Null and Alternative Hypothesis for Linear Regression

  • Linear regression is a technique we can use to understand the relationship between one or more predictor variables and a response variable.

  • To determine if there is a statistically significant relationship between a single predictor variable and the response variable, or to determine if there is a \(\large jointly\) statistically significant relationship between all predictor variables and the response variable, we need to analyze the \(\large overall\ F-value\) of the model and the corresponding \(\large P-value\).

  • if the \(\large P-value\) is less than .05, we can reject the \(\large NH\).

Assumptions of Linear Regression

For the results of a LR(Linear Regression) model to be valid and reliable,

we need to check that the following four assumptions are met:

  1. Linear relationship: There exists a linear relationship between the independent variable, x, and the dependent variable, y.
  2. Independence: The residuals are independent. In particular, there is no correlation between consecutive residuals in time series data.
  3. Homoscedasticity: The residuals have constant variance at every level of x.
  4. Normality: The residuals of the model are normally distributed.

If one or more of these assumptions are violated, then the results of our linear regression may be unreliable or even misleading.

Refer to this post for:

  • an explanation for each assumption,
  • how to determine if the assumption is met,
  • what to do if the assumption is violated.

Abbreviations

  • \(\large SLR\) : \(\large Simple\ Linear\ Regression\)
  • \(\large MLR\) : \(\large Multiple\ Linear\ Regression\)
  • \(\large NH\) : \(\large Null\ Hypotheses\)
  • \(\large AH\) : \(\large Alternative\ Hypotheses\)
  • \(\large NAH\) : \(\large Null\ and\ Alternative\ Hypotheses\)

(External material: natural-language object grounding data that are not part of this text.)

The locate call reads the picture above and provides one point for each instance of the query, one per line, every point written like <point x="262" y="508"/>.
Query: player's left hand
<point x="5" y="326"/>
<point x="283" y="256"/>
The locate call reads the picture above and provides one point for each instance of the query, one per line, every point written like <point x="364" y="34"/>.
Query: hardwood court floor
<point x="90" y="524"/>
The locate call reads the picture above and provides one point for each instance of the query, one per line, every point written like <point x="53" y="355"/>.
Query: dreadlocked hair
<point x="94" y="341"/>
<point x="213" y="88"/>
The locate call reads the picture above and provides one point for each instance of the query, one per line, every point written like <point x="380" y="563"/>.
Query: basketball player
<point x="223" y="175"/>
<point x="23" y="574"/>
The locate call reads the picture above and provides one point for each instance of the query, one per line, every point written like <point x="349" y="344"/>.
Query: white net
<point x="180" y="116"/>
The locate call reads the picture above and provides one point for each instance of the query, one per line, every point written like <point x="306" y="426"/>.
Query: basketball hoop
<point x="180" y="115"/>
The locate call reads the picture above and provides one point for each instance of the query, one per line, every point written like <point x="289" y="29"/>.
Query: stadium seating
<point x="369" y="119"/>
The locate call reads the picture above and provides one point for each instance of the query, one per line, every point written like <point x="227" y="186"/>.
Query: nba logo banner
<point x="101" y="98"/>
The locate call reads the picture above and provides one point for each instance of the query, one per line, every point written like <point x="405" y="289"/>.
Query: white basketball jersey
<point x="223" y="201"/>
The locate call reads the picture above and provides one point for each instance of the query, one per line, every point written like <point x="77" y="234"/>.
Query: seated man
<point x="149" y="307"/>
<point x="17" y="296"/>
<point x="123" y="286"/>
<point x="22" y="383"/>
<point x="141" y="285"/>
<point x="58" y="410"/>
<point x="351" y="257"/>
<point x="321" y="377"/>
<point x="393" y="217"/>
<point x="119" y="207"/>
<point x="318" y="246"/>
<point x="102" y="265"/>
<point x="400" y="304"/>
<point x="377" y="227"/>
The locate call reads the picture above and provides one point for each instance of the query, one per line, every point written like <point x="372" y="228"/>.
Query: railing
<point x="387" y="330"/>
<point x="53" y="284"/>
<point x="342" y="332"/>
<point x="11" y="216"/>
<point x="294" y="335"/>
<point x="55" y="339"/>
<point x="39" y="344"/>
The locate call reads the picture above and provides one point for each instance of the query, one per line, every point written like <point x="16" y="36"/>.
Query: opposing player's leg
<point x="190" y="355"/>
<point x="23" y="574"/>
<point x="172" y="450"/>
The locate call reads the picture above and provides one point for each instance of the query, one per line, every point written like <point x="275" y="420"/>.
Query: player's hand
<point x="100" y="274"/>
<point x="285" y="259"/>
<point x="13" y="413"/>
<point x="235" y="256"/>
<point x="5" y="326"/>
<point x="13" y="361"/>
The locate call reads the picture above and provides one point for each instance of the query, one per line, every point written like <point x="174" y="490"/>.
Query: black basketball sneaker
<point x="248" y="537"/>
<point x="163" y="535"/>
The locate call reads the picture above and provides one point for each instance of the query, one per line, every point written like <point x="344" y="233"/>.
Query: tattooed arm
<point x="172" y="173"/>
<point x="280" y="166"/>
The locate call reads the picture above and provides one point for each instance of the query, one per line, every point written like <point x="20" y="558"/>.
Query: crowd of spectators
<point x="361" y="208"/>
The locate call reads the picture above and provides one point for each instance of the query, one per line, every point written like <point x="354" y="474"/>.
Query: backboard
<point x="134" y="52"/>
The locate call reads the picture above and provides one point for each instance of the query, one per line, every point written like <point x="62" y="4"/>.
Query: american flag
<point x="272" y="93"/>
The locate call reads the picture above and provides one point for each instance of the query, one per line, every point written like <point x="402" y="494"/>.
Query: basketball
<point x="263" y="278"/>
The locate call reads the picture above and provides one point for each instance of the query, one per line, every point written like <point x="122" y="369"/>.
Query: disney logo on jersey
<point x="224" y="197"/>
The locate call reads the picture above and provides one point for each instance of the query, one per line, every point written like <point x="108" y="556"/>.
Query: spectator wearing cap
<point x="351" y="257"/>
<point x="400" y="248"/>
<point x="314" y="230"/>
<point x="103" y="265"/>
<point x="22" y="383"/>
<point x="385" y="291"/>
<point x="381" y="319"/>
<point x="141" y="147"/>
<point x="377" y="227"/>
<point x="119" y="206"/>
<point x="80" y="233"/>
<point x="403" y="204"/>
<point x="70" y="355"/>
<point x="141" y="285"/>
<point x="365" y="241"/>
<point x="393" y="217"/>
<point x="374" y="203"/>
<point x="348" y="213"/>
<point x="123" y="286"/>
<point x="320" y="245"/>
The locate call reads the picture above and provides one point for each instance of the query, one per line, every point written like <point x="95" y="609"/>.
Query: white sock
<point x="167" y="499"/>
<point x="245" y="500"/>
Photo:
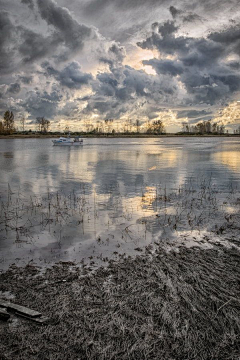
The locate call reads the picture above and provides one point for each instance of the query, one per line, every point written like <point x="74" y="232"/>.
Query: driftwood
<point x="4" y="315"/>
<point x="21" y="310"/>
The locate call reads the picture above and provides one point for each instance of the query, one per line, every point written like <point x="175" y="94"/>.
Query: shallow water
<point x="109" y="187"/>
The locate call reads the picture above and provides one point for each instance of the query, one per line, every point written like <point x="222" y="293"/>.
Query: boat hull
<point x="66" y="144"/>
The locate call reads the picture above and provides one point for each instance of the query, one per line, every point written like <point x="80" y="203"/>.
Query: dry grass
<point x="172" y="305"/>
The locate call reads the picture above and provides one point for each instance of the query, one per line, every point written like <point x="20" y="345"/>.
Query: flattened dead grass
<point x="183" y="305"/>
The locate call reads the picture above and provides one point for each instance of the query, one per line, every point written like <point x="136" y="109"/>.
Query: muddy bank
<point x="167" y="305"/>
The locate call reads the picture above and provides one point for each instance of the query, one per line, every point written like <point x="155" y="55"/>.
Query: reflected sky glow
<point x="119" y="184"/>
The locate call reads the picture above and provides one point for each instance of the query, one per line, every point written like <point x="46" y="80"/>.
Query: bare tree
<point x="8" y="121"/>
<point x="43" y="124"/>
<point x="137" y="125"/>
<point x="22" y="122"/>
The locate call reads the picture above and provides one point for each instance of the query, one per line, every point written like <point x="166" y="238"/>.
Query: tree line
<point x="204" y="127"/>
<point x="109" y="126"/>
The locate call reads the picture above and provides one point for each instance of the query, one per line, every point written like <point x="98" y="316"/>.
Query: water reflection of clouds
<point x="230" y="159"/>
<point x="119" y="183"/>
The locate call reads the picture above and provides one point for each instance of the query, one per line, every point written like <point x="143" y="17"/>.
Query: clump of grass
<point x="175" y="305"/>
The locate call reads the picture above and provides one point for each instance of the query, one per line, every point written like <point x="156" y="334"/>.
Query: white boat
<point x="62" y="141"/>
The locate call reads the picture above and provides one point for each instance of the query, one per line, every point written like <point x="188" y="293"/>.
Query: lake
<point x="111" y="197"/>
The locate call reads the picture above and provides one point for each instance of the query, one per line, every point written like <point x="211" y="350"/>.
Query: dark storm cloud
<point x="114" y="56"/>
<point x="42" y="103"/>
<point x="200" y="62"/>
<point x="98" y="5"/>
<point x="69" y="30"/>
<point x="71" y="76"/>
<point x="192" y="114"/>
<point x="7" y="42"/>
<point x="29" y="3"/>
<point x="26" y="79"/>
<point x="174" y="11"/>
<point x="164" y="39"/>
<point x="184" y="16"/>
<point x="36" y="46"/>
<point x="169" y="67"/>
<point x="14" y="88"/>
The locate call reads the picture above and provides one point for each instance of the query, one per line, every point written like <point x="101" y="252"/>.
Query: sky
<point x="80" y="61"/>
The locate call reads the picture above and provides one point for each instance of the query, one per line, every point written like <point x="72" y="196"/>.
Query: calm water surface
<point x="108" y="186"/>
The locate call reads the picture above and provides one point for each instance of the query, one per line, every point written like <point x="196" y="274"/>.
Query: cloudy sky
<point x="90" y="60"/>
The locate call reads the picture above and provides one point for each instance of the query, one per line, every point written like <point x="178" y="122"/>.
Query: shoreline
<point x="170" y="305"/>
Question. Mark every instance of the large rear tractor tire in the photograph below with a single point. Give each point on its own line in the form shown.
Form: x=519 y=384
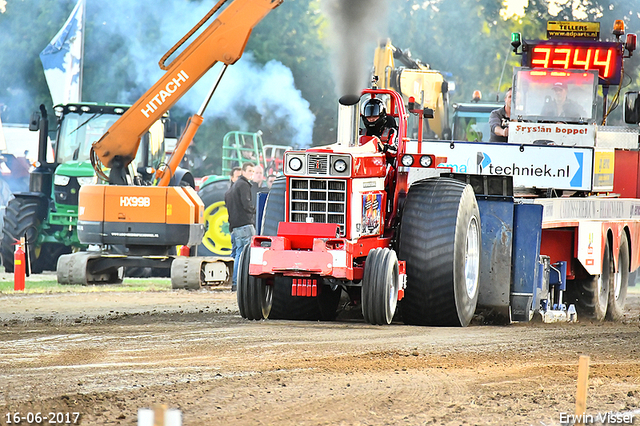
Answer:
x=591 y=294
x=254 y=295
x=619 y=284
x=22 y=217
x=217 y=238
x=440 y=240
x=380 y=286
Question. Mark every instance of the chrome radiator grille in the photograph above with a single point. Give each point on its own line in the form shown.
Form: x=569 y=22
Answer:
x=324 y=201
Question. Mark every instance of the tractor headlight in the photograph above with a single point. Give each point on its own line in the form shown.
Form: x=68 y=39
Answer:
x=340 y=166
x=295 y=164
x=407 y=160
x=425 y=161
x=60 y=180
x=87 y=180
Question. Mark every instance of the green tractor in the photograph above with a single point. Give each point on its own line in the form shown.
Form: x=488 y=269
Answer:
x=47 y=214
x=237 y=148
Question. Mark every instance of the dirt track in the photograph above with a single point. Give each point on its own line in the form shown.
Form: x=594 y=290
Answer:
x=105 y=355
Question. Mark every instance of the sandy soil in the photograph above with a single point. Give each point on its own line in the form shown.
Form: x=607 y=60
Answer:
x=105 y=355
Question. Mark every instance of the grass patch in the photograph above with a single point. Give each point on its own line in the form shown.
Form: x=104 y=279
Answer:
x=50 y=285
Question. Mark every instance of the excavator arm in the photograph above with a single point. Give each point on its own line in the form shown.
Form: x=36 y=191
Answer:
x=224 y=40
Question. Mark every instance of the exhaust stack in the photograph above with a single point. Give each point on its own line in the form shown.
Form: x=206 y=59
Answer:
x=348 y=120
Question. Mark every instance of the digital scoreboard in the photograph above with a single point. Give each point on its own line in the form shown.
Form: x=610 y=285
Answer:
x=604 y=57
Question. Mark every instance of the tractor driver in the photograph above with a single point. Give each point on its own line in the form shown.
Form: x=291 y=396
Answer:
x=378 y=123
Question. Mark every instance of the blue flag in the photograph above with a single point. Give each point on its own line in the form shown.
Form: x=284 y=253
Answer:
x=62 y=59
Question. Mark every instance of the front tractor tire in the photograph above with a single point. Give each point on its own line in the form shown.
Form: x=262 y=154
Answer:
x=23 y=217
x=440 y=240
x=380 y=285
x=254 y=294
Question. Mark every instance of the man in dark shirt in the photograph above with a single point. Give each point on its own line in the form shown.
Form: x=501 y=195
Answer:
x=378 y=123
x=499 y=120
x=242 y=212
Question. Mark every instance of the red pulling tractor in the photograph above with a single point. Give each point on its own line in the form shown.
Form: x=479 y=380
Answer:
x=343 y=217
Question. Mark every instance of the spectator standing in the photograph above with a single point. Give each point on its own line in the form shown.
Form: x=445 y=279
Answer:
x=242 y=213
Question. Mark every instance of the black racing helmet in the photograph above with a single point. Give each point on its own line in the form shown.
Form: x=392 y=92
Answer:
x=374 y=107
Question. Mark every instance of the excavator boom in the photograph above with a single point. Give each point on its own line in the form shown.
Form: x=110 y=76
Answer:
x=224 y=40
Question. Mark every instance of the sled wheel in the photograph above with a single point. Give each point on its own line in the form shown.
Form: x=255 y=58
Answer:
x=217 y=238
x=592 y=293
x=254 y=295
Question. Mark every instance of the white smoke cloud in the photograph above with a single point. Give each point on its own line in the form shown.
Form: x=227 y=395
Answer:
x=355 y=25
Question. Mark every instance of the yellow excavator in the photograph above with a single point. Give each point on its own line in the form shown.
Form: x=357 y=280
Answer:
x=418 y=84
x=129 y=225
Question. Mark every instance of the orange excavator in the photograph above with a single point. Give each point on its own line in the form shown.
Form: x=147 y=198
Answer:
x=129 y=225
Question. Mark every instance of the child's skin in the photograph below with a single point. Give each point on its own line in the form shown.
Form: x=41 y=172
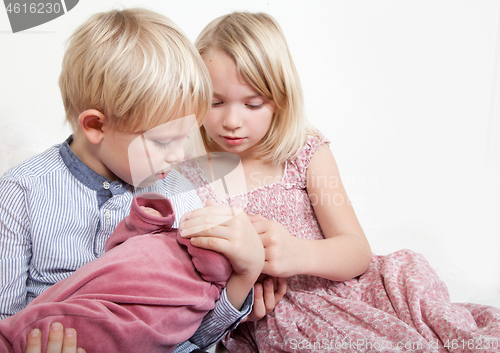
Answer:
x=238 y=120
x=94 y=144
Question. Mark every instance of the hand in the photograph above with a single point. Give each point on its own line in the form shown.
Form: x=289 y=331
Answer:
x=230 y=232
x=283 y=250
x=266 y=295
x=59 y=341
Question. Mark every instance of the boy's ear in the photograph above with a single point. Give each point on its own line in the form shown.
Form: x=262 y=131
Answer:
x=91 y=122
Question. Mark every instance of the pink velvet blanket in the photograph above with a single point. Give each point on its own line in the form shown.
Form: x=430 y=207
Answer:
x=398 y=305
x=147 y=293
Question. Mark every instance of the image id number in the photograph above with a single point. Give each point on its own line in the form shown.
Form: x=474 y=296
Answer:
x=34 y=8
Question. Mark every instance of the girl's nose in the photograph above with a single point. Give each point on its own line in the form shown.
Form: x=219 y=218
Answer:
x=232 y=120
x=175 y=154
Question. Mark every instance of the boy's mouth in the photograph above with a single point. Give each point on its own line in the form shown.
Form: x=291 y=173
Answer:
x=163 y=174
x=233 y=140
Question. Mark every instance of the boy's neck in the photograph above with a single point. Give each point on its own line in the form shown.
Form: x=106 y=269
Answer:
x=86 y=152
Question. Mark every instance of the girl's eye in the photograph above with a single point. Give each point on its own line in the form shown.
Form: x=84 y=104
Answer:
x=254 y=106
x=160 y=144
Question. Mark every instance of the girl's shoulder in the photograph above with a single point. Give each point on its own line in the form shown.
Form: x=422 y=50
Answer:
x=296 y=168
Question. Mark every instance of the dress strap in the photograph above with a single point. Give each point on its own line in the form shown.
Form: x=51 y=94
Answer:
x=296 y=169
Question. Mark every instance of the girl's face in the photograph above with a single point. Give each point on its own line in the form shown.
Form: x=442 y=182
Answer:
x=240 y=117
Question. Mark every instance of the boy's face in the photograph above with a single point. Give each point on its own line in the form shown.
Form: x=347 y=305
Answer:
x=142 y=158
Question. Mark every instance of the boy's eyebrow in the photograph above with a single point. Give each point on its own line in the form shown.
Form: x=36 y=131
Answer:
x=218 y=95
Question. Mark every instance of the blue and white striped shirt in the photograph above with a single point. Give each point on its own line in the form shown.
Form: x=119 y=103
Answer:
x=55 y=216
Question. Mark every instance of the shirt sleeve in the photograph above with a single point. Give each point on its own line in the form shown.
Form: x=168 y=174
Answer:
x=222 y=319
x=15 y=247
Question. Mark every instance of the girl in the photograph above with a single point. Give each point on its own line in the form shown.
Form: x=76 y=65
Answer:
x=335 y=301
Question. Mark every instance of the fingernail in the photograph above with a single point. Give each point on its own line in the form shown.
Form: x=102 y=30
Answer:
x=56 y=326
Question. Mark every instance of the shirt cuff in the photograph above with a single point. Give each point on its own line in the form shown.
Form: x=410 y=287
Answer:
x=222 y=319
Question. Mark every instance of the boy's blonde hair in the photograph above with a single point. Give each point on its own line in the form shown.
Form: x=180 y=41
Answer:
x=258 y=46
x=135 y=67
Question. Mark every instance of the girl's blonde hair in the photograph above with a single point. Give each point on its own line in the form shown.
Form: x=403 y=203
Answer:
x=137 y=68
x=258 y=46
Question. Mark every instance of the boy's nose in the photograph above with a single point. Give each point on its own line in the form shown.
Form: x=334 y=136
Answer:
x=232 y=120
x=175 y=154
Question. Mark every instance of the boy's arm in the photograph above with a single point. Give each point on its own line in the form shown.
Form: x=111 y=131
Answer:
x=222 y=319
x=15 y=248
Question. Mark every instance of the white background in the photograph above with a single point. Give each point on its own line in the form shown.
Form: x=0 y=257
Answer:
x=407 y=91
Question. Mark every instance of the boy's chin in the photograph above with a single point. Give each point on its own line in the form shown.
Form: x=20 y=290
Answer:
x=150 y=180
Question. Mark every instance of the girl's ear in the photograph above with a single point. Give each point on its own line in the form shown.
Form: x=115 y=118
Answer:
x=91 y=122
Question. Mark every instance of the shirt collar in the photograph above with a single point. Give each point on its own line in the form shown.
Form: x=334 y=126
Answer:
x=89 y=177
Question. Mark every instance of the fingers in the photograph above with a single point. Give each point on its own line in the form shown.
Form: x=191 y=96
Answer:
x=201 y=222
x=281 y=291
x=59 y=340
x=34 y=342
x=256 y=218
x=202 y=225
x=212 y=243
x=269 y=300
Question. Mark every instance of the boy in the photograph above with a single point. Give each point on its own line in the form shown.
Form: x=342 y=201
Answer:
x=124 y=73
x=148 y=293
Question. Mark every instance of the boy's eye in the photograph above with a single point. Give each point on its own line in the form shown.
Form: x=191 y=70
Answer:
x=254 y=106
x=161 y=144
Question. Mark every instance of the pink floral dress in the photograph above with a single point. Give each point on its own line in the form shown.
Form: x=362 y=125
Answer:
x=399 y=304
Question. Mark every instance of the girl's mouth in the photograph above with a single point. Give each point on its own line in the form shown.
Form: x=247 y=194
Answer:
x=234 y=141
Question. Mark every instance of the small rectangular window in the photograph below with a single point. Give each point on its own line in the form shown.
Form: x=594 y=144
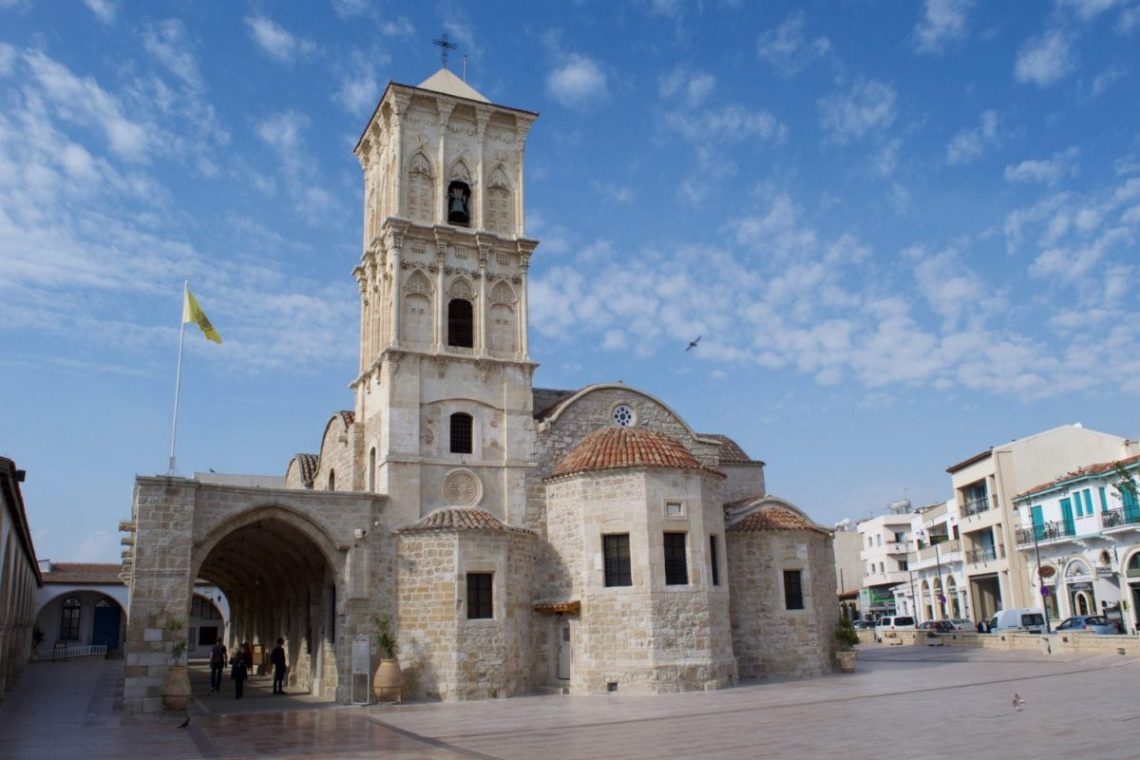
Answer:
x=616 y=554
x=676 y=566
x=794 y=590
x=479 y=596
x=715 y=560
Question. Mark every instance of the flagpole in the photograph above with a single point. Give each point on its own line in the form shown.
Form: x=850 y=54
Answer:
x=178 y=376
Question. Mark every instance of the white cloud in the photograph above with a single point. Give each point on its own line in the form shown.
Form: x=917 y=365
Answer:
x=970 y=144
x=787 y=49
x=1044 y=59
x=103 y=9
x=868 y=106
x=83 y=101
x=168 y=43
x=694 y=87
x=578 y=82
x=1049 y=171
x=276 y=41
x=944 y=21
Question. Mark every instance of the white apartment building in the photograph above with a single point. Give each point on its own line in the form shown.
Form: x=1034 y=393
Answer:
x=1079 y=542
x=984 y=489
x=885 y=544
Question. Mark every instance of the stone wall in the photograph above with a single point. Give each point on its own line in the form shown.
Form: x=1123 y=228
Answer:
x=444 y=654
x=768 y=639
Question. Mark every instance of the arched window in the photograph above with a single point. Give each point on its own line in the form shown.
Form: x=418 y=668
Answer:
x=372 y=470
x=458 y=203
x=461 y=433
x=461 y=324
x=68 y=620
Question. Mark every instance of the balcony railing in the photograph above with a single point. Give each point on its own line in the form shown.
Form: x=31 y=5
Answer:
x=1045 y=532
x=976 y=506
x=1122 y=516
x=986 y=554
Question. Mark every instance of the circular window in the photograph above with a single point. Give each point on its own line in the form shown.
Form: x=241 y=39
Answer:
x=623 y=415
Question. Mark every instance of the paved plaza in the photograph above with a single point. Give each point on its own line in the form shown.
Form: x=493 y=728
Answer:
x=904 y=702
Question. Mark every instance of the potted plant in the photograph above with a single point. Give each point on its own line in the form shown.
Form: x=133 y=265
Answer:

SLR(Simple Linear Regression)

If we only have one predictor variable and one response variable, we can use SLR(Simple Linear Regression), which uses the following formula to estimate the relationship between the variables:

\(\large \hat{y} = \beta_0+ \beta_1 x\)

  • where:

    • \(\large \hat{y}\) : The estimated response value.
    • \(\large \beta_0\) : The average value of \(\large y\) when \(\large x\) is \(\large zero\).
    • \(\large \beta_1\) : The average change in \(\large y\) associated with a one unit increase in \(\large x\).
    • \(\large x\) : The value of the predictor variable.
  • \(\large SLR\) uses the following \(\large NAH\):

    • \(\large H_0: \beta_1 = 0\)
    • \(\large H_A: \beta_1 \neq 0\)
  • The \(\large Null\ Hypotheses\) states that the coefficient \(\large \beta_1\) is equal to zero.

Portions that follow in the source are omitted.